Our data is so weird. Papias *may* refer to two Johns - but the evidence Eusebius uses to deduce this is weak and ambiguous. Surely, if Papias were more clear elsewhere, Eusebius would have cited that instead.
The John that Papias spoke of was termed “The Elder.” That matches the epitaph of the shorter Johannine epistles.
But whoever wrote the Johannine epistles wrote the Gospel of John.
Papias was definitely familiar with the Gospel of John, as he lists the precise ordering of the apostles that John gives. Papias probably also said something about the composition of John, as he did about the other gospels. So it’s odd that Eusebius did not preserve what Papias said about the composition of John, unless Charles Hill is right to hold that Eusebius did, in fact, record it - but covertly, using Papias as an unnamed source.
But it strongly seems that whoever wrote the apocalypse did not write the rest of the Johannine literature.
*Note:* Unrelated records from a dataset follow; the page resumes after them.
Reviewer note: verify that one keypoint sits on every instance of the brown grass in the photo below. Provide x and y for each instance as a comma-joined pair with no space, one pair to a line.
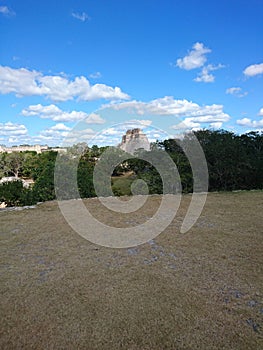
199,290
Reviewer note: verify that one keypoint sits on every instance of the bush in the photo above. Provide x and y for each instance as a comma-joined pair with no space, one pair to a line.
14,194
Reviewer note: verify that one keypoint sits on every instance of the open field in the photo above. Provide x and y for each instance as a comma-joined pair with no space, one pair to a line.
199,290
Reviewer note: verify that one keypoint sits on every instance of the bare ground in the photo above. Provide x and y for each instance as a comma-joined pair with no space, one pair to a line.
199,290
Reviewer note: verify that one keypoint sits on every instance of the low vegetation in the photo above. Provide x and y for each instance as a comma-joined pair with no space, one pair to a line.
199,290
234,163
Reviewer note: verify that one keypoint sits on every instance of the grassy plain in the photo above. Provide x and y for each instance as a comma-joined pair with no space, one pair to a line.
199,290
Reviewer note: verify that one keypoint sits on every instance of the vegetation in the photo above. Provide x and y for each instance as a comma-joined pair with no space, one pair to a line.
201,290
235,162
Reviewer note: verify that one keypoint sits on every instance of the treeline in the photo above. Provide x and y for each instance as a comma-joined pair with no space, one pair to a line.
235,162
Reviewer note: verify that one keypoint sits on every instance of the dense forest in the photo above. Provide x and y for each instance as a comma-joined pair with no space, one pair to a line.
235,162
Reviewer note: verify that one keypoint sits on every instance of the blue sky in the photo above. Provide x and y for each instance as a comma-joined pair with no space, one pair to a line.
168,65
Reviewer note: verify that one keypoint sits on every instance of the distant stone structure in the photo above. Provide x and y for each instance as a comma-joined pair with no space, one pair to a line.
133,140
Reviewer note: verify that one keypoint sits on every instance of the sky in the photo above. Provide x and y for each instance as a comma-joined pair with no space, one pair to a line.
81,70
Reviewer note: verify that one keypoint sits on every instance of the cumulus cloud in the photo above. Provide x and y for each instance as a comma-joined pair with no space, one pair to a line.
236,91
95,75
54,113
254,69
205,76
216,125
10,129
24,82
80,16
250,123
60,127
178,108
6,11
196,58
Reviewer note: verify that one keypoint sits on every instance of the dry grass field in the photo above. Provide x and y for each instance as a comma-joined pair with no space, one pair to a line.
199,290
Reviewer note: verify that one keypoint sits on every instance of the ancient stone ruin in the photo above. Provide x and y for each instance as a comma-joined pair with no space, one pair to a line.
133,140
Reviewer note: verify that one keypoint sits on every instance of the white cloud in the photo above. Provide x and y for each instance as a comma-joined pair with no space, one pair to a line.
250,123
54,113
94,118
253,70
80,16
76,136
195,59
10,129
236,91
95,75
60,127
4,10
216,125
188,124
177,108
24,82
205,76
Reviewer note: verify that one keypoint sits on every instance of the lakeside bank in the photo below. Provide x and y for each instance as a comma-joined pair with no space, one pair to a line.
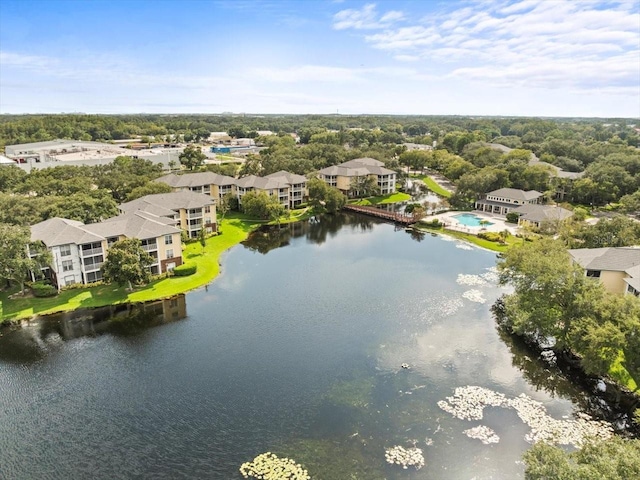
234,229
But the rest of the Johannine literature is emphatic about eye-witness testimony.
Yet it looks like the teachings Papias was notorious for are based on the book of Revelation - namely, Papias’s chilaism.
So we have two pieces of data pulling in opposite directions: “The Elder” epitaph points Papias linking himself to the gospel and shorter letters. The chiliasm links Papias to the book of Revelation. But the book of Revelation and the other Johannine literature is hard to reconcile as the work of a single author.
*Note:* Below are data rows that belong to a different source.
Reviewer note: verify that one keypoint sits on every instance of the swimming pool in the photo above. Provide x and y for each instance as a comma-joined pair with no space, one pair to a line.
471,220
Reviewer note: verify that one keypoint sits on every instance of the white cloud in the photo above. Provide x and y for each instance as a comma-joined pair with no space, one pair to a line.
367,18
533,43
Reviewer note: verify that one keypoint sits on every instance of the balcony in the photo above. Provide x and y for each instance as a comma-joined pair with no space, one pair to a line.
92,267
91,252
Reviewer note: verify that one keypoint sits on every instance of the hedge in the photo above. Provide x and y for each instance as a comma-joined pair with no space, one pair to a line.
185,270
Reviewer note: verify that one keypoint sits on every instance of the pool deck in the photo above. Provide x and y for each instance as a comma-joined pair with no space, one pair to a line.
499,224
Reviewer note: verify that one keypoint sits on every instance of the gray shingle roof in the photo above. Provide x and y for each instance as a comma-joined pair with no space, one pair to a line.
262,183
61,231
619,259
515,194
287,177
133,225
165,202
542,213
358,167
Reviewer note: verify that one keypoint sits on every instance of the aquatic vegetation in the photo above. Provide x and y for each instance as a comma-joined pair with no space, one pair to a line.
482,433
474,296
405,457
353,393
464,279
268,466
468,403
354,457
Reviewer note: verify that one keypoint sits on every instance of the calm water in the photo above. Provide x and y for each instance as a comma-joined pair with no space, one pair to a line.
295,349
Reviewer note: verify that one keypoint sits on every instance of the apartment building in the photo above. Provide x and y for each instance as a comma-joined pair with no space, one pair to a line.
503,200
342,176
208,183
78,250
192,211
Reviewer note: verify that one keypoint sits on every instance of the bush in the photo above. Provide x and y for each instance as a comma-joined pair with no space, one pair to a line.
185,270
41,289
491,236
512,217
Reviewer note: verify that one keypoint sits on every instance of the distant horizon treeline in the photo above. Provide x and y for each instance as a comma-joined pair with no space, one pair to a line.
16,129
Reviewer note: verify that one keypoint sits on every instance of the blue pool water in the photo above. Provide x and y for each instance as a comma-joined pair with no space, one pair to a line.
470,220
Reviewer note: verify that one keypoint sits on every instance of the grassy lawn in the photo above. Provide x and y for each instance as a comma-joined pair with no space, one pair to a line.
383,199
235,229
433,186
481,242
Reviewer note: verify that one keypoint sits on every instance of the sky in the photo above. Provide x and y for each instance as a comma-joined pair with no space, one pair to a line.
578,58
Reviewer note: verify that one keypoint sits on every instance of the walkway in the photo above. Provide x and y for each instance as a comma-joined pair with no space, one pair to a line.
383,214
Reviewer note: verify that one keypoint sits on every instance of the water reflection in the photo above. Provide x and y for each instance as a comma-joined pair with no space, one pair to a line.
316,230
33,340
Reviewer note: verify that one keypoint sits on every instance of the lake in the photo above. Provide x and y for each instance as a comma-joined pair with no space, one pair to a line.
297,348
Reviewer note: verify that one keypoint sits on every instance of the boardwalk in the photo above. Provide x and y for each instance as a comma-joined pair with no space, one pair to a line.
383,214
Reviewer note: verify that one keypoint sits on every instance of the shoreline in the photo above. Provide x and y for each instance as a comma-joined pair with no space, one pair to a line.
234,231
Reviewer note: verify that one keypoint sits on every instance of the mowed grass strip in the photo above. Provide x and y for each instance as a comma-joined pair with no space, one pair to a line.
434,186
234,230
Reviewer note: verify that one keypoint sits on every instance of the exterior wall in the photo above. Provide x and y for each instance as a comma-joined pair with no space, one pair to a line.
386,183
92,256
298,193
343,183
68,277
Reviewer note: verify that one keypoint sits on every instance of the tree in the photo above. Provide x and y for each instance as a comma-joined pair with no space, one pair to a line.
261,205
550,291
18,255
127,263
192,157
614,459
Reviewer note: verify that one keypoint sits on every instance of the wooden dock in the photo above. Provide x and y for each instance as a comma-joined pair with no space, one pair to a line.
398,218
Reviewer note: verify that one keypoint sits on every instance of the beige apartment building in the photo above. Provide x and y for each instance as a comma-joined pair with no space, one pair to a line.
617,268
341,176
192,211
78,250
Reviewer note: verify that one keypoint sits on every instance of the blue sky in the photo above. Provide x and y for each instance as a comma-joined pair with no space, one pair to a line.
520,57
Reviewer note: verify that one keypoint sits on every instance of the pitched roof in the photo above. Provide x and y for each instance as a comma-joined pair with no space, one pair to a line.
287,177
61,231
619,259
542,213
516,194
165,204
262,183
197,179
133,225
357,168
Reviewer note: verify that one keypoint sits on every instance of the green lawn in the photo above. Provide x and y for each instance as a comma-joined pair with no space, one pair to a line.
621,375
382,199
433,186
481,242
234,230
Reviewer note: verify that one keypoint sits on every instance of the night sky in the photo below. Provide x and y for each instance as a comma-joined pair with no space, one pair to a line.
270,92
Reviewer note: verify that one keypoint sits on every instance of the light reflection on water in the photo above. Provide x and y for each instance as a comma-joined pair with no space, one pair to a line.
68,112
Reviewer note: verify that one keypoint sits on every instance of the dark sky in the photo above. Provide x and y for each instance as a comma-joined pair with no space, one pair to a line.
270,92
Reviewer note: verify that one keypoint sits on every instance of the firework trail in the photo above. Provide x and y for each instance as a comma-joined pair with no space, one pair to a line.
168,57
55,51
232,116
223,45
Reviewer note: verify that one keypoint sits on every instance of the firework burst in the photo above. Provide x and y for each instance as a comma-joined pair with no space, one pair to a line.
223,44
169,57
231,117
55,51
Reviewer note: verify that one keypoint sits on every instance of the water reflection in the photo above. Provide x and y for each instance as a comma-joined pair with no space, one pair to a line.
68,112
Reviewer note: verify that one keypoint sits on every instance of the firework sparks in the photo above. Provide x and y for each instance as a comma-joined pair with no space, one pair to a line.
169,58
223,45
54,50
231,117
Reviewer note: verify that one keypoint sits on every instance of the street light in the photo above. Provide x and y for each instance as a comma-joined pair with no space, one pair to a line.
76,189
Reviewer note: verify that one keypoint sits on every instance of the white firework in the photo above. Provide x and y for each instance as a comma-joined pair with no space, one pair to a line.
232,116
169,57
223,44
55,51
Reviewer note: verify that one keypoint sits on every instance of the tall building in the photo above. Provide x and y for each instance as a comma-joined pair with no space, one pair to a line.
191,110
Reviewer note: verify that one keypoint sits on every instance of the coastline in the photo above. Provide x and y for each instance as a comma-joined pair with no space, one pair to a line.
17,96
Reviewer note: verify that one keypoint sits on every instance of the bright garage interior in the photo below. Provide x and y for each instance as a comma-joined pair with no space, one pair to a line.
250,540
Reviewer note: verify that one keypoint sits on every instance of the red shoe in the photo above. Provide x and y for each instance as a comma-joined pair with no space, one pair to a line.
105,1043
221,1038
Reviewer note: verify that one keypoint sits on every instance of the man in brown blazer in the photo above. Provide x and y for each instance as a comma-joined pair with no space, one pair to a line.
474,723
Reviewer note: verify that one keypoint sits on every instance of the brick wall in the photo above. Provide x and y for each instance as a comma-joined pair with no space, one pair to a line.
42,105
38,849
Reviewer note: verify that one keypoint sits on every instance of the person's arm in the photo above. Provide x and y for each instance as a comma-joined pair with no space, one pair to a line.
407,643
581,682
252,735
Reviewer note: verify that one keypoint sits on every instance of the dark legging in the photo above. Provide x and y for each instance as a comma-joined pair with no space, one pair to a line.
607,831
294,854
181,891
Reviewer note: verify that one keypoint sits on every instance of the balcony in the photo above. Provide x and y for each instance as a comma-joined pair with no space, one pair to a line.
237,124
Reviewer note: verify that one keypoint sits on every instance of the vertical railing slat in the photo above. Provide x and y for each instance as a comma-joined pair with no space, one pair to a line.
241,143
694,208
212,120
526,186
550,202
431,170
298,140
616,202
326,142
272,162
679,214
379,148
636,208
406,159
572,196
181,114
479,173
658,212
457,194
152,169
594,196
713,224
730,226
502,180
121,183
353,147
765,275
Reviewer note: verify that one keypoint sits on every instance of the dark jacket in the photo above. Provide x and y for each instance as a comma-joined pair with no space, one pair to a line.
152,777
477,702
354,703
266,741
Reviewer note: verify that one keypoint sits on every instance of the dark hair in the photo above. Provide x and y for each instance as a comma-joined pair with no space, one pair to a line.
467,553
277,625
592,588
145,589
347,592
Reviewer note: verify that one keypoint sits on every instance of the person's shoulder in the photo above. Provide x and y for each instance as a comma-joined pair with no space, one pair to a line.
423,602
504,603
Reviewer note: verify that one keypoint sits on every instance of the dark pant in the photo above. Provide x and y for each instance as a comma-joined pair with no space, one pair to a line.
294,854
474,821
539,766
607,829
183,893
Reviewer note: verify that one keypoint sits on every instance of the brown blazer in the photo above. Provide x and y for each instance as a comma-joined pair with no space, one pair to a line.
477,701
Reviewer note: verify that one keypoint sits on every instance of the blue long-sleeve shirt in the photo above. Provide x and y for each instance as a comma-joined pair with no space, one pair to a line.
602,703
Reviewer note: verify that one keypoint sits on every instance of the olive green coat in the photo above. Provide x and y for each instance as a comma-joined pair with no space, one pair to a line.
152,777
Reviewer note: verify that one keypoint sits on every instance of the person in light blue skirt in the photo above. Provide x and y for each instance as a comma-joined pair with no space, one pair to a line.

Irenaeus, who was familiar with Papias’s book, believes that the author of the Johannine literature was the apostle John and has no hint of a two-John theory.
Justin Martyr is explicit that the apocalypse was written by the apostle John.
The Apocryphon of John, a gnostic work that predates Ireneaus, also attributes the book to the apostle John, explicitly the Son of Zebedee.
Further, I’m strongly moved by the idea that “elder” was a late usage term for the apostles: Papias explicitly calls his list of apostles “the elders” and then calls John “the elder,” seemingly linking John with the preceding apostolic group.
Some hold that the apostle John, son of Zebedee, came to hold sway in the Ephesian area but that Papias did not directly know him, but one of his disciples also known as John, who lived into the 2nd century. Others, like Bauckham, hold that Papias’ mentor was indeed a different John but was still a disciple of Jesus, who wrote the gospel of John.
So despite this massively confusing evidence, I’m still heavily inclined towards the single author view of the Johannine literature, perhaps with John aided by an amanuensis for some of the literature (the gospel and shorter epistles? The apocalypse alone?).
Charles Hill argues that Eusebius is covertly using Papias as a source in 3.24, and that this usage shows that there’s a second John - for if this is a Papias quote, then Papias is quoting the Elder, and the Elder is referring to John in the third person, so it must be a distinct John. – Why couldn’t it just be Papias writing instead of directly quoting the elder?
Two Hypotheses:
First: Eusebius’s theory. Two Johns. Elder John wrote the apocalypse and knew the apostle. The apostle wrote the gospels and Johannine letters. We have the Elder's testimony preserved in Papias via Eusebius 3.24 concerning the composition of the gospel by the apostle.
Second hypothesis: One John, author of all of the Johannine literature. Ireneaus seemed to think this.
Justin Martyr lived in Ephesus for a time and explicitly claimed that the apocalypse was written by John the apostle and seemed also to think that the gospel was written by the apostle John.
Third hypothesis: Bauckman’s. The apostle falls out of view and the gospel/Johannine epistles are instead composed by the Elder John, who was a disciple of Jesus and known to Papias.
The evidence for two Johns:
The monuments
The Dionysius stylistic argument
The Ambiguous Papias quote
Contra: Jerome claimed that the two monuments were just both dedicated to the single apostle.
Philipe of Side claims from a purported Papias fragment that John son of Zebedee was martyred “by Jews,” explicitly linking this to Jesus' prophecy concerning the two brothers James and John. So John died early, and couldn't have written the gospel.
Contra: John son of Zebedee certainly didn't die with John in 44 A.D., given that Paul mentions him as a pillar of the church circa 50 A.D.
And Philip of Sides also claims in the De Boor fragments that a person died as a martyr that certainly did not - namely, Pierius. Jerome is clear that Pierius didn’t die as a martyr despite the claim of Philip of Side.
Also, why wouldn’t Eusebius have mentioned this from Papias if he had it in front of him? Luke Stevens uses this to argue that Eusebius didn’t know Papias first hand, but that seems wrong, for Eusebius claims Papias as “extant.”